⁹ Cancer Molecular Diagnostics Core, Tianjin Medical University Cancer Institute & Hospital, National Clinical Research Center for Caner, Key Laboratory of Cancer Prevention and Therapy, Tianjin's Clinical Research Center for Cancer, Tianjin 300060, China; Department of Immunology, Tianjin Medical University Cancer Institute & Hospital, National Clinical Research Center for Caner, Key Laboratory of Cancer Immunology and Biotherapy, Tianjin's Clinical Research Center for Cancer, Tianjin 300060, China. Electronic address: yujinpu@yahoo.com.

PMID: 33601054
PMCID: PMC8178441
DOI: 10.1016/j.ymthe.2021.02.016

Abstract

The transforming growth factor-beta (TGF-β) signaling pathway is the predominant cytokine signaling pathway in the development and progression of hepatocellular carcinoma (HCC). Bone morphogenetic protein (BMP), another member of the TGF-β superfamily, has been frequently found to participate in crosstalk with the TGF-β pathway.

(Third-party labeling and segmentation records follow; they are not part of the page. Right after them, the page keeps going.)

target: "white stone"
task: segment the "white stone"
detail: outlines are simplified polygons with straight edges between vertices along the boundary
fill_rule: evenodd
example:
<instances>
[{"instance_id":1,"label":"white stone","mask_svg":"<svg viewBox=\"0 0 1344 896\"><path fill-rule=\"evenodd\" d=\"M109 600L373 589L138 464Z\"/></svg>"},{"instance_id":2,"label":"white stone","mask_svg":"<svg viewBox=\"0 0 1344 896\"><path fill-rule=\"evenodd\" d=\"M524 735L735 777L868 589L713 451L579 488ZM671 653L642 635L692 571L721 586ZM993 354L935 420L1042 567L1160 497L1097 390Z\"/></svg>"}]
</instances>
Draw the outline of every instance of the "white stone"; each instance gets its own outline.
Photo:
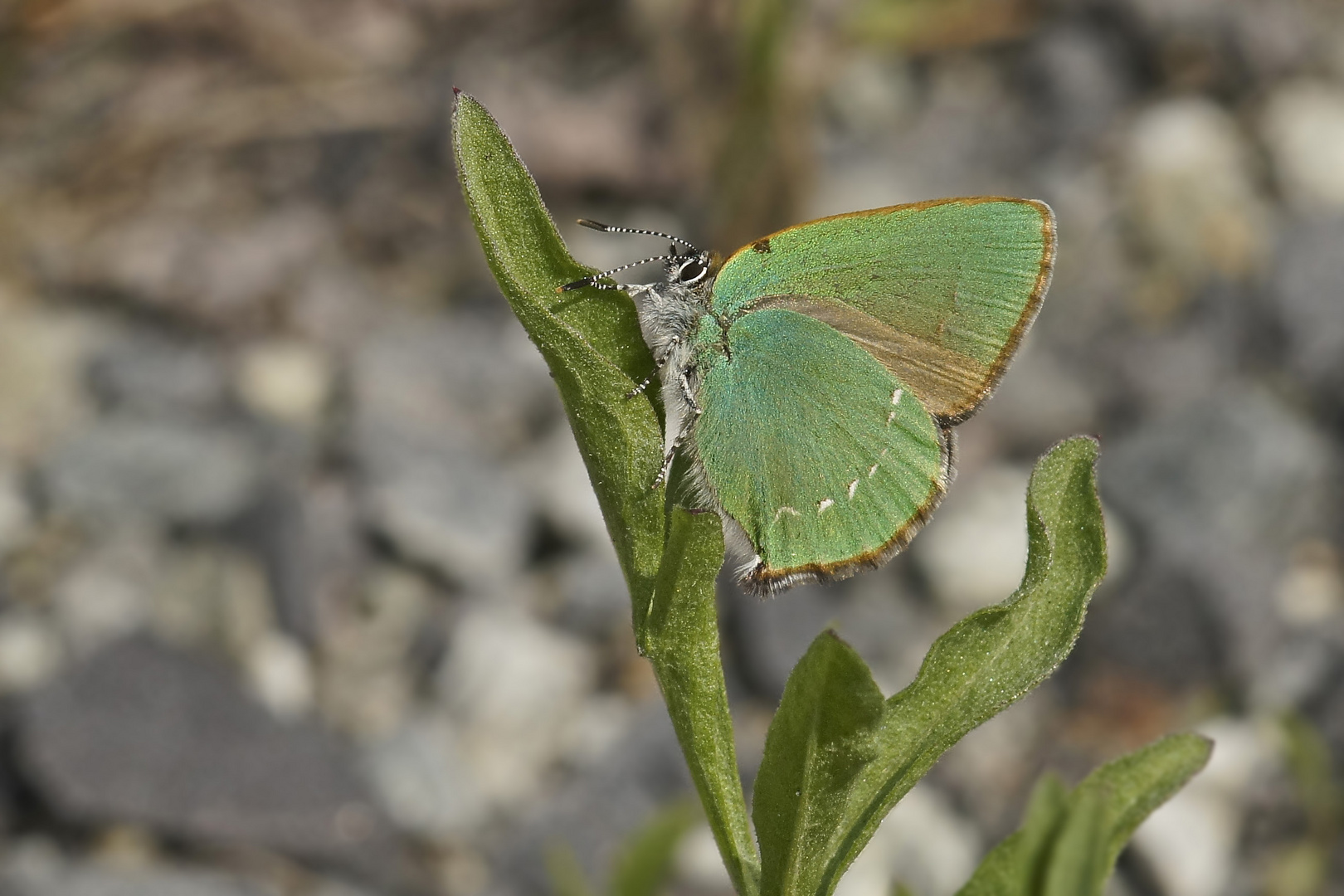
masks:
<instances>
[{"instance_id":1,"label":"white stone","mask_svg":"<svg viewBox=\"0 0 1344 896\"><path fill-rule=\"evenodd\" d=\"M696 825L685 832L672 860L676 880L702 893L731 893L732 879L723 866L719 845L708 825Z\"/></svg>"},{"instance_id":2,"label":"white stone","mask_svg":"<svg viewBox=\"0 0 1344 896\"><path fill-rule=\"evenodd\" d=\"M911 547L934 595L958 615L997 603L1027 568L1027 482L1016 466L958 481Z\"/></svg>"},{"instance_id":3,"label":"white stone","mask_svg":"<svg viewBox=\"0 0 1344 896\"><path fill-rule=\"evenodd\" d=\"M1267 211L1224 109L1184 98L1142 111L1125 142L1124 171L1140 235L1173 274L1198 285L1261 269Z\"/></svg>"},{"instance_id":4,"label":"white stone","mask_svg":"<svg viewBox=\"0 0 1344 896\"><path fill-rule=\"evenodd\" d=\"M492 801L535 798L595 678L586 645L520 610L482 606L457 622L438 681L462 752Z\"/></svg>"},{"instance_id":5,"label":"white stone","mask_svg":"<svg viewBox=\"0 0 1344 896\"><path fill-rule=\"evenodd\" d=\"M13 473L0 467L0 555L23 539L32 523L32 512Z\"/></svg>"},{"instance_id":6,"label":"white stone","mask_svg":"<svg viewBox=\"0 0 1344 896\"><path fill-rule=\"evenodd\" d=\"M93 653L149 623L157 555L152 537L120 529L56 583L55 621L75 654Z\"/></svg>"},{"instance_id":7,"label":"white stone","mask_svg":"<svg viewBox=\"0 0 1344 896\"><path fill-rule=\"evenodd\" d=\"M310 427L320 422L332 395L331 360L297 340L249 347L238 363L238 395L262 416Z\"/></svg>"},{"instance_id":8,"label":"white stone","mask_svg":"<svg viewBox=\"0 0 1344 896\"><path fill-rule=\"evenodd\" d=\"M8 614L0 619L0 693L23 693L60 668L60 638L44 619Z\"/></svg>"},{"instance_id":9,"label":"white stone","mask_svg":"<svg viewBox=\"0 0 1344 896\"><path fill-rule=\"evenodd\" d=\"M976 827L921 782L891 810L835 892L890 896L900 881L922 896L952 896L976 869L981 849Z\"/></svg>"},{"instance_id":10,"label":"white stone","mask_svg":"<svg viewBox=\"0 0 1344 896\"><path fill-rule=\"evenodd\" d=\"M489 805L462 756L458 731L442 713L413 719L366 752L366 767L388 817L427 840L469 836Z\"/></svg>"},{"instance_id":11,"label":"white stone","mask_svg":"<svg viewBox=\"0 0 1344 896\"><path fill-rule=\"evenodd\" d=\"M1320 81L1284 85L1265 106L1261 133L1294 206L1344 208L1344 89Z\"/></svg>"},{"instance_id":12,"label":"white stone","mask_svg":"<svg viewBox=\"0 0 1344 896\"><path fill-rule=\"evenodd\" d=\"M246 653L247 684L276 716L292 719L313 707L313 666L304 646L267 631Z\"/></svg>"},{"instance_id":13,"label":"white stone","mask_svg":"<svg viewBox=\"0 0 1344 896\"><path fill-rule=\"evenodd\" d=\"M1168 896L1219 896L1238 875L1238 844L1251 780L1275 762L1254 723L1218 719L1208 766L1134 832L1133 848Z\"/></svg>"}]
</instances>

However, the complex interaction between the TGF-β and BMP pathways has not been fully elucidated in HCC. We found that the imbalance of TGF-β1/BMP-7 pathways was associated with aggressive pathological features and poor clinical outcomes in HCC. The induction of the imbalance of TGF-β1/BMP-7 pathways in HCC cells could significantly promote HCC cell invasion and stemness by increasing inhibitor of differentiation 1 (ID1) expression. We also found that the microRNA (miR)-17-92 cluster, originating from the extracellular vesicles (EVs) of M2-polarized tumor-associated macrophages (M2-TAMs), stimulated the imbalance of TGF-β1/BMP-7 pathways in HCC cells by inducing TGF-β type II receptor (TGFBR2) post-transcriptional silencing and inhibiting activin A receptor type 1 (ACVR1) post-translational ubiquitylation by targeting Smad ubiquitylation regulatory factor 1 (Smurf1). In vivo, short hairpin (sh)-MIR17HG and ACVR1 inhibitors profoundly attenuated HCC cell growth and metastasis by rectifying the imbalance of TGF-β1/BMP-7 pathways. Therefore, we proposed that the imbalance of TGF-β1/BMP-7 pathways is a feasible prognostic biomarker and recovering the imbalance of TGF-β1/BMP-7 pathways might be a potential therapeutic strategy for HCC.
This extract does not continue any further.